In general, the format here is broken down into the following:
● Top ⅓ (Above peers/Outstanding)
● Middle ⅓ (At level of peers/Excellent)
● Lower ⅓ (Below level of peers/Good)
As natural born perfectionists, we would understandably all like to be in the “Top ⅓” category, however given the way the SLOE is formatted, sometimes it is simply not possible. Fortunately, the CORD website offers the following: “Each year the pool of candidates applying to emergency medicine is very competitive. As such, applicants “at the level of peers (middle 1/3)” should be viewed as a positive evaluation and “below the level of peers (lower 1/3)” also describes a candidate who will likely match.”4
Perhaps the most objective section, the “Global Assessment” poses two crucial questions. The first is the applicant recommendation ranking compared to applicants in the previous year. Here, the applicant can be defined as one of the following:
● Top 10%
● Top ⅓
● Middle ⅓
● Lower ⅓
Within this section the evaluator must also define how many of each category designations were given in the last year, again to curtail inflation.

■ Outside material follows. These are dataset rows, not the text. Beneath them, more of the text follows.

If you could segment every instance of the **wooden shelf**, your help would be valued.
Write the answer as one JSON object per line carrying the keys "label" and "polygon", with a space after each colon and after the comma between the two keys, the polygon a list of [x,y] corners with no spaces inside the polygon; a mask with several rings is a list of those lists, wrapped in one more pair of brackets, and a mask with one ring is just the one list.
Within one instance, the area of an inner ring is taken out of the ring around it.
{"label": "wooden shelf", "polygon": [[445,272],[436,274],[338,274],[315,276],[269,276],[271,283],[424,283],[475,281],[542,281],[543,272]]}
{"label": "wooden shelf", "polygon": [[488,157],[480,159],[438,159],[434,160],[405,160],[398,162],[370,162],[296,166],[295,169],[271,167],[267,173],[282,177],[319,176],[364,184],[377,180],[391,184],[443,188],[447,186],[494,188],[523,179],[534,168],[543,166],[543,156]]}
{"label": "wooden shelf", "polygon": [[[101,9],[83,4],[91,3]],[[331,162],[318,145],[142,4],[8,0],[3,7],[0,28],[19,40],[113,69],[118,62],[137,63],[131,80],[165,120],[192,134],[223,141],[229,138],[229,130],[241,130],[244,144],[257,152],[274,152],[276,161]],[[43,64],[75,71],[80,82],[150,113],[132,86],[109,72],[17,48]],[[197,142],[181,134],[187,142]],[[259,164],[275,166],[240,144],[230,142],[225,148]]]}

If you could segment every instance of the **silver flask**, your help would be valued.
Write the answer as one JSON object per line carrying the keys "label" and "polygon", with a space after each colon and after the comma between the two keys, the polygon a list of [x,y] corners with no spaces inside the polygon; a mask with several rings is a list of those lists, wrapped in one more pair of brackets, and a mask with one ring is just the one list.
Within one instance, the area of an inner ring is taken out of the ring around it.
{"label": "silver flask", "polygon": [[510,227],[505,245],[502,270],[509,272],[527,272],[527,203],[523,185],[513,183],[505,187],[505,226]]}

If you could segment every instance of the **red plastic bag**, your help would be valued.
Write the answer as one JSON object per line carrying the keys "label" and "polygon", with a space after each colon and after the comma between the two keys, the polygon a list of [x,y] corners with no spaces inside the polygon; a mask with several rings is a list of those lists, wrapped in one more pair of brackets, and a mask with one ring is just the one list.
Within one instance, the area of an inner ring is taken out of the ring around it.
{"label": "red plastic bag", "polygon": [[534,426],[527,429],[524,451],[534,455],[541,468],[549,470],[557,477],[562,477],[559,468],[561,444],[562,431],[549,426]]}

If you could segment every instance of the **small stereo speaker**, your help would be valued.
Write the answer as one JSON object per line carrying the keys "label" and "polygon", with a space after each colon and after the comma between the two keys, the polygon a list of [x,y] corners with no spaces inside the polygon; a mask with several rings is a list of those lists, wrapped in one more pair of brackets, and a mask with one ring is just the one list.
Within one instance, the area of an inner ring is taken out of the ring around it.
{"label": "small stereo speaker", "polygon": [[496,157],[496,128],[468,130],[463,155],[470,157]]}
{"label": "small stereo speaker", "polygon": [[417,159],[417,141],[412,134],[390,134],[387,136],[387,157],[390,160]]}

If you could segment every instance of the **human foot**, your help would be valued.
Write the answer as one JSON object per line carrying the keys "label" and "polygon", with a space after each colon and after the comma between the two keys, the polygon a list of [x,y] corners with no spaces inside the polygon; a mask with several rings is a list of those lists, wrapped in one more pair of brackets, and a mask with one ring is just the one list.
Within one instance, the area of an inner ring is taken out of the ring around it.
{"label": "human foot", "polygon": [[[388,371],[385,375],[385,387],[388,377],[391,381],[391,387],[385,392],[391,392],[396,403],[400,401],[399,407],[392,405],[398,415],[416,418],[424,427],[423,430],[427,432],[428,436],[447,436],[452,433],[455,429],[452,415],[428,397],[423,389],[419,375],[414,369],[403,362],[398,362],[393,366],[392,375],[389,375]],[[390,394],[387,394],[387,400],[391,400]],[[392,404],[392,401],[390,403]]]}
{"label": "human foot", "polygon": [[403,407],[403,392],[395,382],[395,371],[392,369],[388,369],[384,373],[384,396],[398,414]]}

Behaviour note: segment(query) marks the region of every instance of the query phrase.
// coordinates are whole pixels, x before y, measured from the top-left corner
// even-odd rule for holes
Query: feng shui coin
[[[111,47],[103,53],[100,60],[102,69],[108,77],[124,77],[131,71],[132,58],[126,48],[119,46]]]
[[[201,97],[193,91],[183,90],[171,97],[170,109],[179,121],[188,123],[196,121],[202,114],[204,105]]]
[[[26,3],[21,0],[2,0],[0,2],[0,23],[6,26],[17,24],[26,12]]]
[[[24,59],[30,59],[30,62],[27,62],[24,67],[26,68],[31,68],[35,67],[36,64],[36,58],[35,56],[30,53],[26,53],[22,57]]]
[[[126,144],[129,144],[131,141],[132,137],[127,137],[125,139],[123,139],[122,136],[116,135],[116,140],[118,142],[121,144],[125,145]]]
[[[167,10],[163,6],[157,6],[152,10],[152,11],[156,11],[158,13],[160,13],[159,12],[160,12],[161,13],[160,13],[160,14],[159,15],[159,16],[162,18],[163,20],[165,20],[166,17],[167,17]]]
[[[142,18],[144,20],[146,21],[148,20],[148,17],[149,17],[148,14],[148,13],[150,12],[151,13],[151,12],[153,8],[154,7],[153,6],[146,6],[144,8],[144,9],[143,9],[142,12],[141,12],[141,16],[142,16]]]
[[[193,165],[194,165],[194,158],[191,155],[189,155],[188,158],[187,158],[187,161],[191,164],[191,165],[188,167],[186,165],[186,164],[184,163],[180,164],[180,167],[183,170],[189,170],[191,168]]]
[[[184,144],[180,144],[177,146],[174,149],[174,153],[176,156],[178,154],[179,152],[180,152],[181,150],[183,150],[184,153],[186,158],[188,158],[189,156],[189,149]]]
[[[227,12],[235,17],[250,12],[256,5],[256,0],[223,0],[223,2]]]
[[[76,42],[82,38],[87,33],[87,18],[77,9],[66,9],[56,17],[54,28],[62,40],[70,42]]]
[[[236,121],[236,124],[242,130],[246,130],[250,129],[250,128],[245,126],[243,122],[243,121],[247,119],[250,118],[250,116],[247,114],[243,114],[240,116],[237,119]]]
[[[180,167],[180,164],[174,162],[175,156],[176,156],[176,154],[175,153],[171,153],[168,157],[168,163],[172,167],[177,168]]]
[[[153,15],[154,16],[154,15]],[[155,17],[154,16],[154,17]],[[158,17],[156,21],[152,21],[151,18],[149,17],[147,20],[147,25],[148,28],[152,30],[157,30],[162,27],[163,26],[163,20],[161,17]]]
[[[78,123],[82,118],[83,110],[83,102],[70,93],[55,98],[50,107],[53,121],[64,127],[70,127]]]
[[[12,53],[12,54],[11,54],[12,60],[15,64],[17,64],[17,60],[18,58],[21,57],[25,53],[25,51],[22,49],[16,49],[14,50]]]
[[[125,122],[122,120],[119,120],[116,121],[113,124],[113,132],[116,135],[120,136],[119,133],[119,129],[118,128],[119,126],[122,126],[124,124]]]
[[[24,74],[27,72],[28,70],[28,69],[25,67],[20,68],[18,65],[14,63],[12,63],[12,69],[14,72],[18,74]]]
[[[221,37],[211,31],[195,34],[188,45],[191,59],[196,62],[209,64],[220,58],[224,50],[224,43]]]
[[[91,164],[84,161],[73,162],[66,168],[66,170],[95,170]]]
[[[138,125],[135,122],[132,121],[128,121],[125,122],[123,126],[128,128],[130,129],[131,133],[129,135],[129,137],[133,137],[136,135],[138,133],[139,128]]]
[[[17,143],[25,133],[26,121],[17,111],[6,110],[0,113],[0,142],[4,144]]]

The second question asks where the applicant resides on this institution’s rank list. The aforementioned designations are once again used with the addition of a new category: “Unlikely to be on our rank list”.
The last section is similar to a NLOR in that it is written in narrative format, but specifically prompts three qualities: areas that will require attention, areas of weakness from the SLOE, and relevant non-cognitive attributes. Many EM rotations contain a “comments” section on their shift evaluations. Here is usually where they will come into play.
OKAY, “SLOE” DOWN, WHAT DOES THIS ALL MEAN?
All in all, an understanding of the components of the SLOE is an important part of the framework for doing well on your EM rotations. Because the SLOE is meant to be used to more objectively differentiate EM candidates, it contains language that may be discouraging to some applicants. Nonetheless, the CORD website provides at least some relief through the thick of it all. That being said, as many people will tell you along the way, all you can do is try your best! Good luck!
1. Martin, D. and McNamara, R. (2018). The CORD Standardized Letter of Evaluation: Have We Achieved Perfection or Just a Better Understanding of Our Limitations? Journal of Graduate Medical Education.
2. Breyer, M., Sadosty, A. and Biros, M. (2018). Factors Affecting Candidate Placement on an Emergency Medicine Residency Program's Rank Order List. Western Journal of Emergency Medicine.
3. Love JN, e. (2018). Council of Emergency Medicine Residency Directors' standardized letter of recommendation: the program director's perspective. - PubMed - NCBI.